I have been trying to execute piped commands via the subprocess module, but am having some issues.
I have seen the solutions proposed below, but none have solved my problem:
- sending a sequence (list) of arguments
- several Popen commands using subprocess.PIPE
- sending a string with shell=True
I would like to avoid the third option, with shell=True, although it did produce the expected results on my test system.
Here is the command that works in Terminal, which I would like to replicate:
tr -c "[:alpha:]" " " < some\ file\ name_raw.txt | sed -E "s/ +/ /g" | tr "[:upper:]" "[:lower:]" > clean_in_one_command.txt
This command cleans files as required. It first uses the tr command on an input file, which has spaces in the name. The output is passed to sed, which removes some whitespace and then passes the contents to tr again to make everything lower case.
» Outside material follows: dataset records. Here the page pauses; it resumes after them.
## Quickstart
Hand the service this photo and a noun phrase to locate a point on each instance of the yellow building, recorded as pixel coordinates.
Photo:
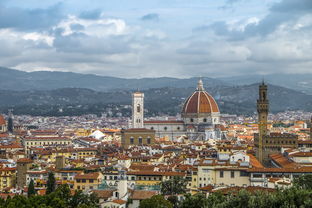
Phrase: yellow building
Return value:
(138, 136)
(217, 173)
(30, 142)
(82, 132)
(7, 177)
(88, 181)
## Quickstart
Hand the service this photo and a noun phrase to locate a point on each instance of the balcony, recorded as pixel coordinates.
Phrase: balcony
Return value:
(257, 179)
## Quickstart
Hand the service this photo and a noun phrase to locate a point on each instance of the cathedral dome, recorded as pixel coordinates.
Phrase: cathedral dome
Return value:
(2, 120)
(200, 102)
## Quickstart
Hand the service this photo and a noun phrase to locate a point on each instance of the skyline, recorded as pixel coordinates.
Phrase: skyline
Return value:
(157, 39)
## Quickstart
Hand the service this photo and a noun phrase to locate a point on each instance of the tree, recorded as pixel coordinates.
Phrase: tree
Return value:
(31, 189)
(195, 201)
(10, 125)
(174, 186)
(304, 181)
(50, 183)
(156, 201)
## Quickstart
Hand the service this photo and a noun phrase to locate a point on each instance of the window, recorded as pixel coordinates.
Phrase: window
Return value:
(232, 174)
(243, 173)
(221, 174)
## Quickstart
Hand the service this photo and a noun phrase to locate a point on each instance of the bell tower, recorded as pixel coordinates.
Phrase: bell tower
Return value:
(263, 111)
(138, 110)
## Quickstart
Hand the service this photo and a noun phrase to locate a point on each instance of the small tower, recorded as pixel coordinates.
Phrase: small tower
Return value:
(22, 166)
(122, 185)
(311, 128)
(10, 121)
(138, 110)
(263, 111)
(200, 85)
(59, 162)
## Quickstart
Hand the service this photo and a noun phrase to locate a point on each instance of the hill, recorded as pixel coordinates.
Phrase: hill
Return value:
(45, 80)
(76, 101)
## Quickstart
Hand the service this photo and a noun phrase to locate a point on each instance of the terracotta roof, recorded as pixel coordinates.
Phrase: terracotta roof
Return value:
(236, 189)
(301, 154)
(47, 138)
(164, 121)
(2, 120)
(24, 160)
(254, 161)
(281, 170)
(138, 130)
(140, 195)
(119, 201)
(87, 176)
(104, 194)
(282, 161)
(206, 188)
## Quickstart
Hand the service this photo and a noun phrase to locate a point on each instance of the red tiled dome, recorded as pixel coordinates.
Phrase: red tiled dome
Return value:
(200, 102)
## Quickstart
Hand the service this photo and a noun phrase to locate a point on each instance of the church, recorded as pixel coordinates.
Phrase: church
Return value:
(200, 118)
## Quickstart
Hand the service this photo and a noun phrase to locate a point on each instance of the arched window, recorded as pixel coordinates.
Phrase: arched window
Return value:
(138, 108)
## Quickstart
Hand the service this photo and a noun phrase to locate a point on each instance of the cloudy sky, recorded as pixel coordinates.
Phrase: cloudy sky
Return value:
(155, 38)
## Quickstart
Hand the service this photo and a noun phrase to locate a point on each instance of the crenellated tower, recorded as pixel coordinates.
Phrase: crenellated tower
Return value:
(263, 111)
(138, 110)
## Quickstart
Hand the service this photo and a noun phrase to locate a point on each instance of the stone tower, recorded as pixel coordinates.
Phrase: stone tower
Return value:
(311, 128)
(263, 110)
(138, 110)
(59, 162)
(22, 166)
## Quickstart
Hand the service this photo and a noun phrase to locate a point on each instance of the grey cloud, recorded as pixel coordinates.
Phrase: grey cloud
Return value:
(77, 27)
(150, 17)
(92, 14)
(30, 19)
(282, 12)
(81, 43)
After several iterations, I ended up breaking it all down into the simplest form I could, implementing the second method above: several instances of Popen, passing information using subprocess.PIPE. It is long-winded, but will hopefully make debugging easier:
from subprocess import run, Popen, PIPE
cmd1_func = ['tr']
cmd1_flags = ['-c']
cmd1_arg1 = [r'"[:alpha:]\"']
cmd1_arg2 = [r'" "']
cmd1_pass_input = ['<']
cmd1_infile = ['some file name_raw.txt']
cmd1 = cmd1_func + cmd1_flags + cmd1_arg1 + cmd1_arg2 + cmd1_pass_input + cmd1_infile
print("Command 1:", cmd1) # just to see if things look fine
cmd2_func = ['sed']
cmd2_flags = ['-E']
cmd2_arg = [r'"s/ +/ /g\"']
cmd2 = cmd2_func + cmd2_flags + cmd2_arg
print("command 2:", cmd2)
cmd3_func = ['tr']
cmd3_arg1 = ["\"[:upper:]\""]
cmd3_arg2 = ["\"[:lower:]\""]
cmd3_pass_output = ['>']
cmd3_outfile = [output_file_abs]
cmd3 = cmd3_func + cmd3_arg1 + cmd3_arg2 + cmd3_pass_output + cmd3_outfile
print("command 3:", cmd3)
# run first command into first process
proc1, _ = Popen(cmd1, stdout=PIPE)
# pass its output as input to second process
proc2, _ = Popen(cmd2, stdin=proc1.stdout, stdout=PIPE)
# close first process
proc1.stdout.close()
# output of second process into third process
proc3, _ = Popen(cmd3, stdin=proc2.stdout, stdout=PIPE)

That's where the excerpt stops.